A year later, according to the indictment, an undercover FBI agent posing as an intelligence operative contacted Doxer and asked him if he was still interested in spying.

The answer was yes, according to the feds, whereupon, over an 18-month period, Doxer unwittingly supplied documents to the FBI undercover agent and visited a pre-arranged dead drop -- a hiding place for documents and cash -- 62 times.
All he asked for, according to his e-mails, was "a few thousand dollars" and information about his son and the child's mother, "a terrible human being" who lived in "a foreign country."
"Not enough bad things can happen to her if you know what I mean," he added.
But how did Doxer’s alleged offer to spy for “Country X” get into the hands of the FBI?

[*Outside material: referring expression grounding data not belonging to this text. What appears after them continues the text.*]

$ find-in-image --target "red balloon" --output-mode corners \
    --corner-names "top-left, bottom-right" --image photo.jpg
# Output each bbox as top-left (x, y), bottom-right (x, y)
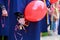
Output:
top-left (24, 1), bottom-right (47, 22)
top-left (50, 0), bottom-right (58, 4)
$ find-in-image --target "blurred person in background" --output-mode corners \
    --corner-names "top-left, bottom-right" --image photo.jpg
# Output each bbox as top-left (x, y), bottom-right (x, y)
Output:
top-left (50, 2), bottom-right (59, 35)
top-left (54, 1), bottom-right (59, 35)
top-left (0, 0), bottom-right (8, 40)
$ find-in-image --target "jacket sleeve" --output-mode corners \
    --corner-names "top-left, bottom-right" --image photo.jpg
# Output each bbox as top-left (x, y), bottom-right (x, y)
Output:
top-left (0, 4), bottom-right (6, 10)
top-left (0, 0), bottom-right (6, 15)
top-left (0, 0), bottom-right (6, 10)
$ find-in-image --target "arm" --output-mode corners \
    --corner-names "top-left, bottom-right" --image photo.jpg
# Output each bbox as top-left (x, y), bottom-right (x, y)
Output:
top-left (53, 14), bottom-right (58, 19)
top-left (52, 8), bottom-right (59, 21)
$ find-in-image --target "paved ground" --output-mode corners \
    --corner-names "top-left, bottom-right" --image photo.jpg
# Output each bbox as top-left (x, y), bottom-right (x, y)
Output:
top-left (41, 35), bottom-right (60, 40)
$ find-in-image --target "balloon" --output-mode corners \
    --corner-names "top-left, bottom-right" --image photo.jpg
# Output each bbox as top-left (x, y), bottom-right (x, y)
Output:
top-left (24, 1), bottom-right (47, 22)
top-left (50, 0), bottom-right (58, 4)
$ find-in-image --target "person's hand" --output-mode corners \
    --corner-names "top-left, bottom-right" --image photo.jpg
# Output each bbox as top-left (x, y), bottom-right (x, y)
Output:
top-left (2, 9), bottom-right (8, 16)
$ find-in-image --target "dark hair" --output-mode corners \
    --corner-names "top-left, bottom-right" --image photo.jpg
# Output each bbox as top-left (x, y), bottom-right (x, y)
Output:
top-left (15, 12), bottom-right (24, 18)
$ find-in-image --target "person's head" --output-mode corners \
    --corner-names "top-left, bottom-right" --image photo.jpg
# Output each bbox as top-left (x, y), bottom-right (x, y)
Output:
top-left (15, 12), bottom-right (25, 24)
top-left (15, 12), bottom-right (24, 20)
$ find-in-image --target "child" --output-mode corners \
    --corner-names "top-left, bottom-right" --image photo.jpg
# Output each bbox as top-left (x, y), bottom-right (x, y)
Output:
top-left (50, 2), bottom-right (59, 35)
top-left (14, 12), bottom-right (29, 40)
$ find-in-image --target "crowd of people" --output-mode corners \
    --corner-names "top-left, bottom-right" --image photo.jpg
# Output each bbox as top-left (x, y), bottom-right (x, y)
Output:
top-left (0, 0), bottom-right (60, 40)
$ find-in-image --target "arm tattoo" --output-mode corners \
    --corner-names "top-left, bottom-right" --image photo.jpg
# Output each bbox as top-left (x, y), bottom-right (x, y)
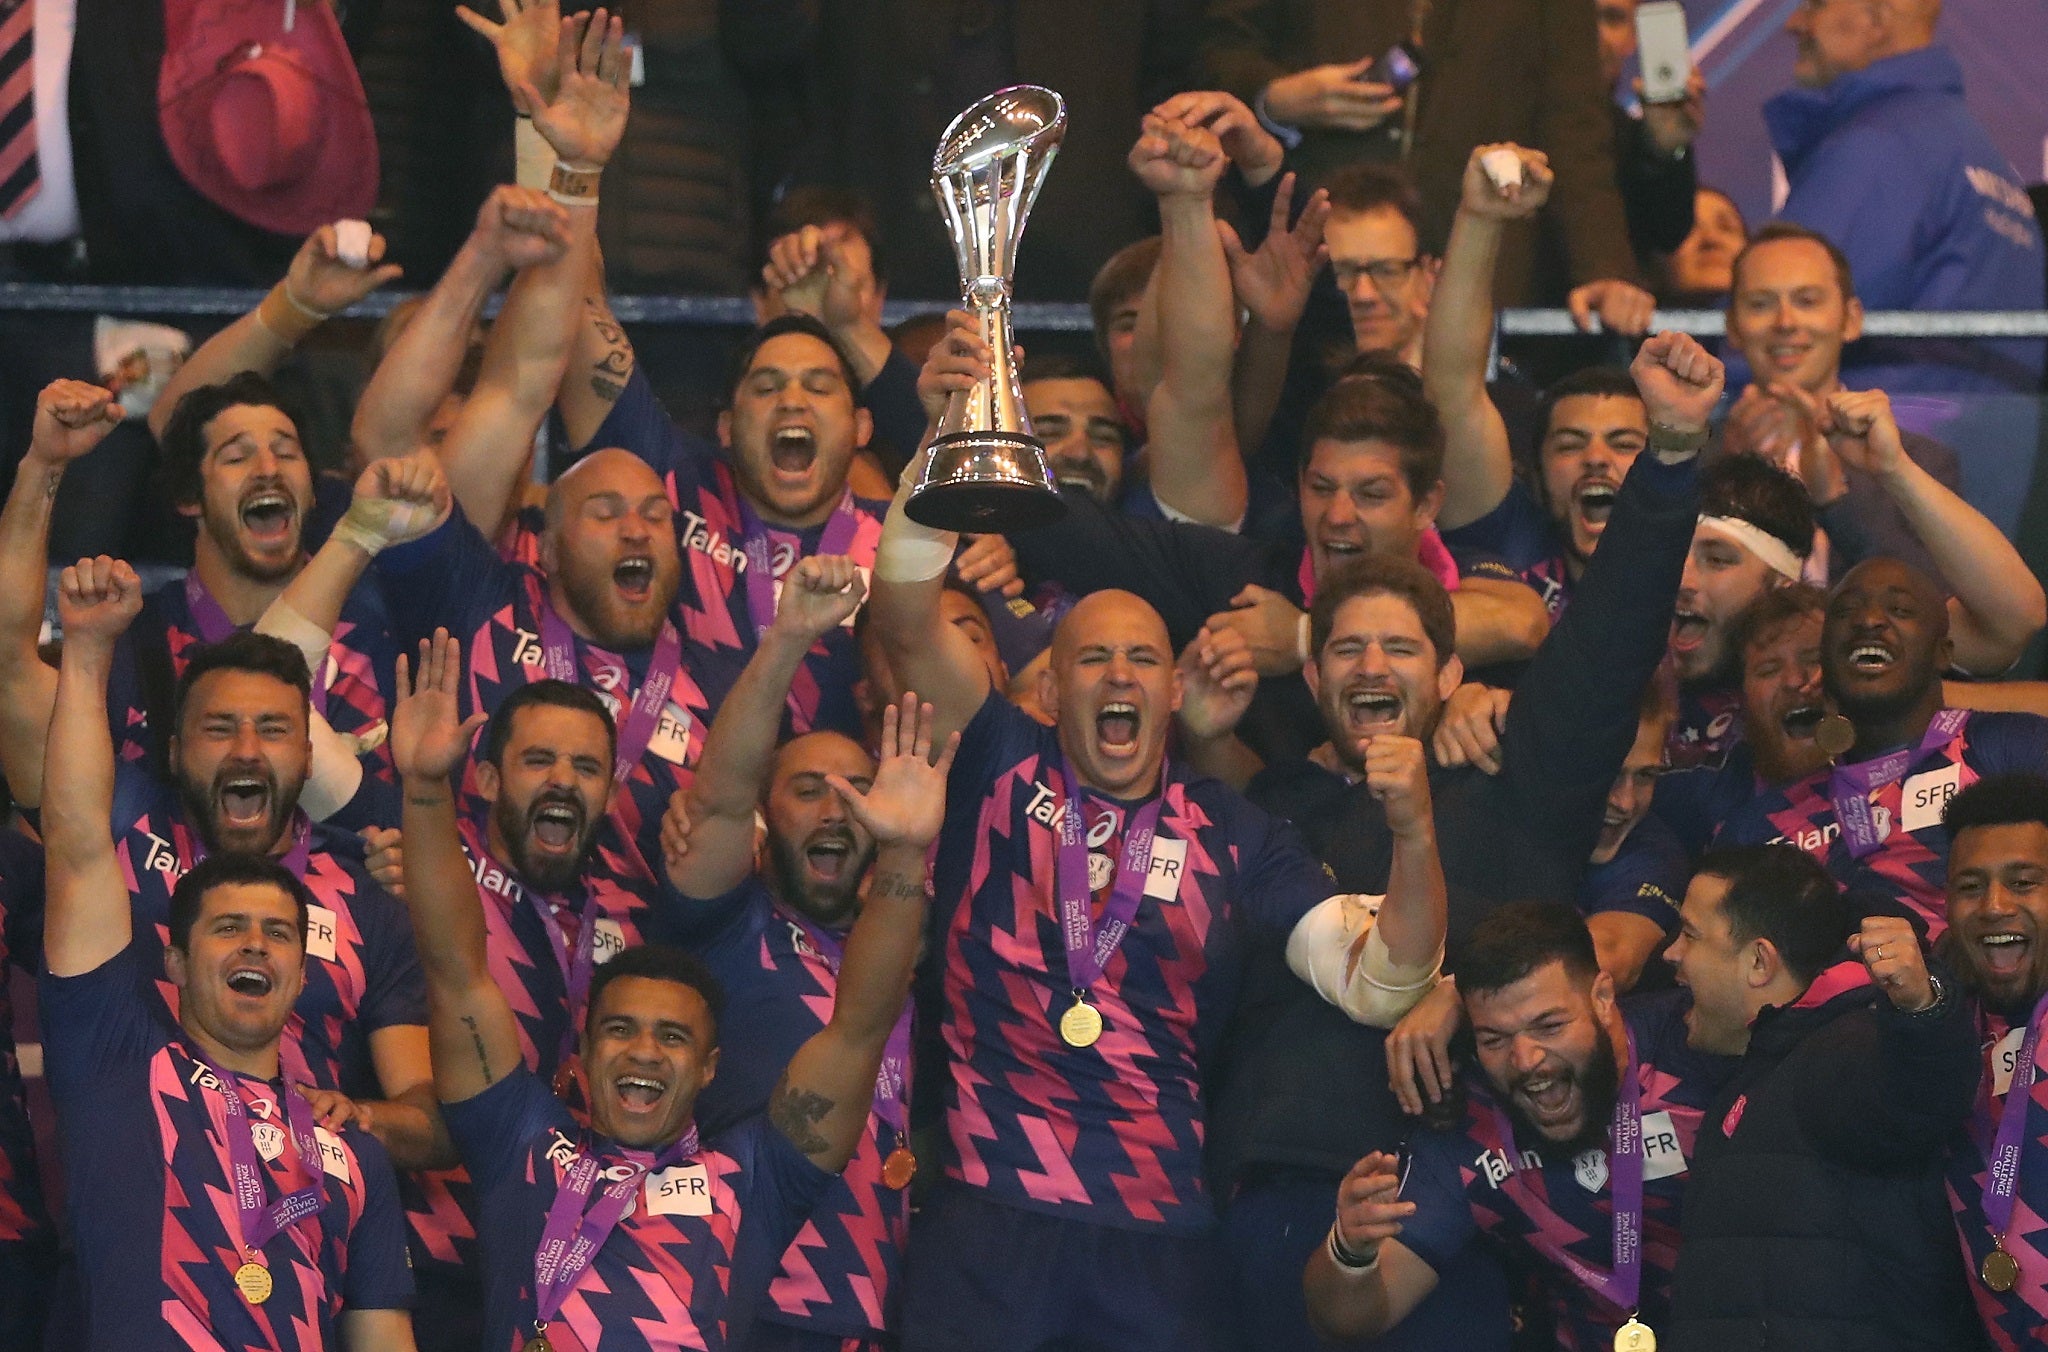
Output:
top-left (585, 299), bottom-right (631, 404)
top-left (42, 469), bottom-right (59, 502)
top-left (872, 873), bottom-right (927, 904)
top-left (460, 1014), bottom-right (494, 1084)
top-left (767, 1081), bottom-right (835, 1155)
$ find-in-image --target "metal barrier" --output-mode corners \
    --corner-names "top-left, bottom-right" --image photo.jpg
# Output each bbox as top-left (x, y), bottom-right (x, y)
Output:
top-left (3, 281), bottom-right (2047, 338)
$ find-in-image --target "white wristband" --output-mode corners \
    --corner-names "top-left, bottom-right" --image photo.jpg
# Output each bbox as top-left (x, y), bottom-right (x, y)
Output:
top-left (1298, 611), bottom-right (1312, 666)
top-left (875, 480), bottom-right (956, 583)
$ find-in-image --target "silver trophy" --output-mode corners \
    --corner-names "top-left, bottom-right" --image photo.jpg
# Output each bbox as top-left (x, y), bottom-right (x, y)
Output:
top-left (907, 85), bottom-right (1068, 531)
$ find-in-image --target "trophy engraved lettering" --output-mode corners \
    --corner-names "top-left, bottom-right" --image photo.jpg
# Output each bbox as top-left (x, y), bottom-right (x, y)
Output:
top-left (908, 85), bottom-right (1068, 531)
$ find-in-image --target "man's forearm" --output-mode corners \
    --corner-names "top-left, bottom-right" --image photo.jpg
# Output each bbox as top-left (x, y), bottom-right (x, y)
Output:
top-left (1149, 194), bottom-right (1246, 526)
top-left (1877, 459), bottom-right (2046, 670)
top-left (0, 457), bottom-right (61, 669)
top-left (1303, 1243), bottom-right (1400, 1340)
top-left (398, 779), bottom-right (493, 990)
top-left (1426, 211), bottom-right (1516, 530)
top-left (353, 238), bottom-right (508, 464)
top-left (831, 842), bottom-right (928, 1045)
top-left (691, 626), bottom-right (813, 818)
top-left (1380, 825), bottom-right (1446, 970)
top-left (360, 1087), bottom-right (459, 1171)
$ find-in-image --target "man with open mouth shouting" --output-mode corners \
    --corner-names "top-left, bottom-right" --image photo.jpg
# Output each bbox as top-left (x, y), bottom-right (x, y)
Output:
top-left (650, 553), bottom-right (920, 1350)
top-left (37, 555), bottom-right (417, 1352)
top-left (1712, 546), bottom-right (2048, 941)
top-left (869, 382), bottom-right (1450, 1350)
top-left (393, 619), bottom-right (949, 1352)
top-left (1306, 903), bottom-right (1736, 1351)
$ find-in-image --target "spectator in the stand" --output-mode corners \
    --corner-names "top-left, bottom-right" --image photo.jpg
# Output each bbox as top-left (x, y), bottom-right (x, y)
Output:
top-left (1324, 164), bottom-right (1436, 372)
top-left (1088, 236), bottom-right (1165, 428)
top-left (775, 1), bottom-right (1199, 301)
top-left (1589, 0), bottom-right (1706, 276)
top-left (1200, 0), bottom-right (1652, 327)
top-left (1656, 187), bottom-right (1747, 305)
top-left (1021, 354), bottom-right (1132, 509)
top-left (1767, 0), bottom-right (2046, 393)
top-left (1662, 845), bottom-right (1981, 1349)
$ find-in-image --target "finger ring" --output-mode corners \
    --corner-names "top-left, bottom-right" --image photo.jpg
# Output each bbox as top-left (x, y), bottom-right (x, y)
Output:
top-left (1874, 946), bottom-right (1886, 961)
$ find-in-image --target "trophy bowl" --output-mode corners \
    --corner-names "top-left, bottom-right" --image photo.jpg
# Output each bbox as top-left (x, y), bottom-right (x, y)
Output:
top-left (907, 85), bottom-right (1069, 533)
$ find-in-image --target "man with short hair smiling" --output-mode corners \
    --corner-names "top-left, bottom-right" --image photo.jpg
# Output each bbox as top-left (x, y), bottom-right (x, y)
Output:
top-left (38, 556), bottom-right (416, 1352)
top-left (1938, 773), bottom-right (2048, 1349)
top-left (392, 626), bottom-right (948, 1352)
top-left (1714, 555), bottom-right (2048, 938)
top-left (1305, 902), bottom-right (1734, 1349)
top-left (1661, 844), bottom-right (1980, 1349)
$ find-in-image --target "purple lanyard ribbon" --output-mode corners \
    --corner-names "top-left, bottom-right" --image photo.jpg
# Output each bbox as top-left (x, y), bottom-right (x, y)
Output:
top-left (736, 490), bottom-right (861, 638)
top-left (186, 573), bottom-right (331, 708)
top-left (1054, 755), bottom-right (1166, 999)
top-left (777, 904), bottom-right (912, 1135)
top-left (1487, 1028), bottom-right (1645, 1315)
top-left (1828, 708), bottom-right (1968, 859)
top-left (1983, 989), bottom-right (2048, 1238)
top-left (192, 1053), bottom-right (328, 1252)
top-left (532, 1130), bottom-right (700, 1325)
top-left (537, 606), bottom-right (684, 785)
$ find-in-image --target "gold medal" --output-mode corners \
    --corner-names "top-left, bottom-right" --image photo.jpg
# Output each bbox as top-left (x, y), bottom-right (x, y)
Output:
top-left (1815, 713), bottom-right (1856, 759)
top-left (1613, 1315), bottom-right (1656, 1352)
top-left (1059, 996), bottom-right (1103, 1048)
top-left (233, 1260), bottom-right (273, 1306)
top-left (1982, 1245), bottom-right (2021, 1293)
top-left (881, 1147), bottom-right (917, 1190)
top-left (522, 1334), bottom-right (554, 1352)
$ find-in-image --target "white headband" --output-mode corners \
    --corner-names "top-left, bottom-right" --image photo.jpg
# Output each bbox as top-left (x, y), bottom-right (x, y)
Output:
top-left (1696, 514), bottom-right (1806, 581)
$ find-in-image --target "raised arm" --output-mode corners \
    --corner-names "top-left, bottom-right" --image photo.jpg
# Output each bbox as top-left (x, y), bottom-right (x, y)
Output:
top-left (1130, 113), bottom-right (1246, 528)
top-left (768, 694), bottom-right (951, 1172)
top-left (1217, 171), bottom-right (1329, 462)
top-left (761, 223), bottom-right (893, 390)
top-left (1427, 145), bottom-right (1553, 531)
top-left (390, 631), bottom-right (514, 1105)
top-left (867, 315), bottom-right (1001, 745)
top-left (666, 556), bottom-right (866, 900)
top-left (42, 556), bottom-right (144, 977)
top-left (0, 383), bottom-right (123, 808)
top-left (1820, 388), bottom-right (2046, 674)
top-left (150, 226), bottom-right (401, 443)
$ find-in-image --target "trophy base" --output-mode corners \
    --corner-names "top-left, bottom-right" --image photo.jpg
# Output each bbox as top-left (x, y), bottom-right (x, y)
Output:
top-left (906, 431), bottom-right (1068, 532)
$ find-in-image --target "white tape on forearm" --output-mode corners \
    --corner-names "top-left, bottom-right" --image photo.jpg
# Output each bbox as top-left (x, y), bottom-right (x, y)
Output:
top-left (253, 598), bottom-right (335, 680)
top-left (515, 117), bottom-right (556, 190)
top-left (876, 484), bottom-right (955, 582)
top-left (1697, 514), bottom-right (1805, 581)
top-left (1286, 894), bottom-right (1443, 1028)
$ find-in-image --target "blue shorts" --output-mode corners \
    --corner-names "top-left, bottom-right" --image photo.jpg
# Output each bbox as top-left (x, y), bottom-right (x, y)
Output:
top-left (900, 1183), bottom-right (1233, 1352)
top-left (1222, 1172), bottom-right (1513, 1352)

According to Reuters, "Prosecutors said the foreign government cooperated with the investigation and the complaint against Doxer did not accuse that government of seeking or obtaining the sensitive information."
Indeed, veteran counterintelligence agents strongly suspect that Israeli intelligence officials smelled something fishy and ratted out Doxer to the FBI.
“There are two possibilities, of course” said a longtime CIA counterintelligence veteran, who discusses such sensitive matters only on terms of anonymity.
One, he said with sarcasm, is that “the GOI [government of Israel] forwarded the volunteer e-mail to the Bureau because they want to play by the rules.”
He laughed. As everyone in the spy trade knows, Israel and the United States spy on each other as much as they cooperate against targets like Iran, despite their rock-hard alliance.
As for Doxer, the counterintelligence veteran said, it’s more likely the Israelis “suspected the volunteer letter was sent by a double agent set up by the FBI. “
“One thing that any intel service reading a volunteer letter or e-mail would ask themselves is whether the volunteer is crazy and must be avoided…or whether the lack of common sense by the sender is an indicator that the ploy is a [counterintelligence] initiative.”
In short, they thought he might be a dangle, defined in the espionage lexicon as “a spy who poses as a walk-in to penetrate the other side.”
Or just “a dope,” as the counterintelligence veteran put it, a James Bond wannabe dimwitted enough to e-mail an espionage offer to a diplomatic outpost that is surely monitored by U.S. intelligence.
In any event, if this scenario is correct -- and three counterintelligence veterans aver that it is -- the Israelis got a two-fer from dropping a dime on Doxer: the solution to a headache and a thank you, no matter how surly, from the FBI.
I'm still not quite sure why they don't assume that emails to the Israel consulate are routinely monitored by the FBI, as I suggested when the story came out - especially if it is an open secret that the US and Israel spy on each other regularly. The court papers do not indicate that the message from Doxer was encrypted, and I would be surprised if those emails aren't monitored.

If the counterintelligence veterans that were contacted are correct, however, it means that Israel chose to sell out a Jew (albeit a stupid one) to the Feds in fear that he was a dangle.